Disclaimer: I was given a free copy of this book for the purpose of review. My integrity is not for sale. Those who know me well are aware a free book isn't enough to assuage my cutting honesty. If I've failed to write a bad review, it has nothing to do with the source of the material and only with the material itself.

I had never heard of Jefferson Bethke when I picked up his new book, It's Not What You Think. I had heard of the title of his first book (Jesus > Religion - which, by the title, sort of seems more interesting to me than this one). He is evidently a youtuber, although I was unaware (which is understandable since this week I also found out my own cousin has 5 million subscribers - I am decidedly NOT a youtuber). It seemed like an interesting title nonetheless - I'm a fan of anyone challenging conventional notions of anything.

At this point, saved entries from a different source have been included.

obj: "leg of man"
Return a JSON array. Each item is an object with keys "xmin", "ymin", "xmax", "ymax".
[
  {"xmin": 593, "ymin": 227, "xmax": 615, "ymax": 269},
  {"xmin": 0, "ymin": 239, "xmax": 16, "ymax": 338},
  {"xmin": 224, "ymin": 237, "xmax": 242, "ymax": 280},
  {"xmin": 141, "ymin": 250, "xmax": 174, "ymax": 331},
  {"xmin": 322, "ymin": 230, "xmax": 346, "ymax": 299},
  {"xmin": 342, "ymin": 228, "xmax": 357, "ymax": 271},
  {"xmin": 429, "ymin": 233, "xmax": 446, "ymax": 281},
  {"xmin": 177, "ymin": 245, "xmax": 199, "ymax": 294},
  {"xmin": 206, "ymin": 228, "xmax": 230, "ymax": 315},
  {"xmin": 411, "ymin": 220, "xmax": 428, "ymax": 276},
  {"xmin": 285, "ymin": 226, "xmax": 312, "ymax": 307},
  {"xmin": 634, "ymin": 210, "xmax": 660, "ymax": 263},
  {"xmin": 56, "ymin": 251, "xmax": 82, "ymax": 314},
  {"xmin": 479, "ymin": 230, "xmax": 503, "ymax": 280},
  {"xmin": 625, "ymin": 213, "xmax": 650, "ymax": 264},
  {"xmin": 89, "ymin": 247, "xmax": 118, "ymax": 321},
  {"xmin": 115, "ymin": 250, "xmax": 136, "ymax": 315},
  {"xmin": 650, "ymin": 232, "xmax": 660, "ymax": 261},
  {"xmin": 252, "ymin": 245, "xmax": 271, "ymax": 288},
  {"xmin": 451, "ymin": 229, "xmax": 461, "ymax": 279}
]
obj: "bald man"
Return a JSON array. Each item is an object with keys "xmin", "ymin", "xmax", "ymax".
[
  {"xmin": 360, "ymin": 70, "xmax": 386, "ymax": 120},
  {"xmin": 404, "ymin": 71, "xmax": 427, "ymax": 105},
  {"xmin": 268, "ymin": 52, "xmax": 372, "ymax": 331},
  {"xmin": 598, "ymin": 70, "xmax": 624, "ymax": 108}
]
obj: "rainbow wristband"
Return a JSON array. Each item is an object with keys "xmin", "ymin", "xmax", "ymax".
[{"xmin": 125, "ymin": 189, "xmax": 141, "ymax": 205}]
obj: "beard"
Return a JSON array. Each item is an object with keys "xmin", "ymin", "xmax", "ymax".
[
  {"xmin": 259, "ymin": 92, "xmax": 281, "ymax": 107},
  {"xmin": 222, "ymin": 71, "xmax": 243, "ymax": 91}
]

It's a great book. It's really good. Bethke does indeed, as the title (and my intro) suggest, challenge some basic assumptions of Christian thought in ways that encourage people to make their faith more a lifestyle than an accessory. This is good. He has clearly done a lot of study and reading to inform his position and writes with the freshness and excitement of youth. The book is lifegiving and graceful. It's good for people to know that love is at the core of all creation, that people and relationships are foundational to life, that the Kingdom of God and the narrative of sacrificial love embodied in Jesus Christ are present realities that both counter and defeat contemporary notions of right and power. Just about anyone would benefit from reading this book.

Based on the suggestions for further reading in the back, Bethke and I have read a lot of the same books and thus it's not surprising he's arrived at many of the places I've arrived in faith. You won't see a lot different in this book than you see on this blog. Bethke is a young man, and one clearly interested in learning and development. His thinking will continue to evolve. Because of that, critique seems less than helpful. Instead I'd like to offer a challenge.

Throughout It's Not What You Think, Bethke shows great willingness to question and challenge traditional interpretations to better capture the free and expansive grace of God in the human story. In the same way, I'd challenge him to look past some traditional assumptions that have arisen to support particular interpretations of creation, humanity, and sin - particularly in the first few books of the Bible. For example, he refers to the notion of a six day creation, to the idea Moses wrote the Torah, even the concept that heaven is a return to some Edenic paradise. Now, these are not really central to the arguments made in the book, but one's perspective on them does have far reaching implications that, I think, would dovetail well with the direction his faith and thought seem to be progressing.

Overall, it's a great book. I think it's immensely accessible and could in now way harm someone's faith (which sounds like a backhanded compliment, but being non-threatening while talking about God, especially while challenging traditional beliefs, is pretty impressive). It's not something advanced faith thinkers will really find groundbreaking, but that's not the target audience. I look forward to seeing what contributions Jefferson Bethke will make in the future. I pray he avoids the trapping of evangelical celebrity and continues to focus on relationship and theology - there's a real gift there to share with the world.

*Although, because I just have to be a little nit-picky, I'd challenge the editing team to spend a little more time on the theological review - after a stellar, concise explanation of baptism, the comment is made that "of course Jesus didn't have to be baptized." That's certainly a legitimate position to take, but not in light of the description of baptism preceding it. Also, there's one reference to Israel "worshiping Baal because Moses took to long on the mountain." Israel made a golden calf, yes, but as representative of Yahweh. There's some pretty important theological distinctions (not to mention worship lessons) there.

Disclosure of Material Connection: I received this book free from the publisher through the® book review bloggers program. I was not required to write a positive review. The opinions I have expressed are my own. I am disclosing this in accordance with the Federal Trade Commission’s 16 CFR, Part 255: “Guides Concerning the Use of Endorsements and Testimonials in Advertising.”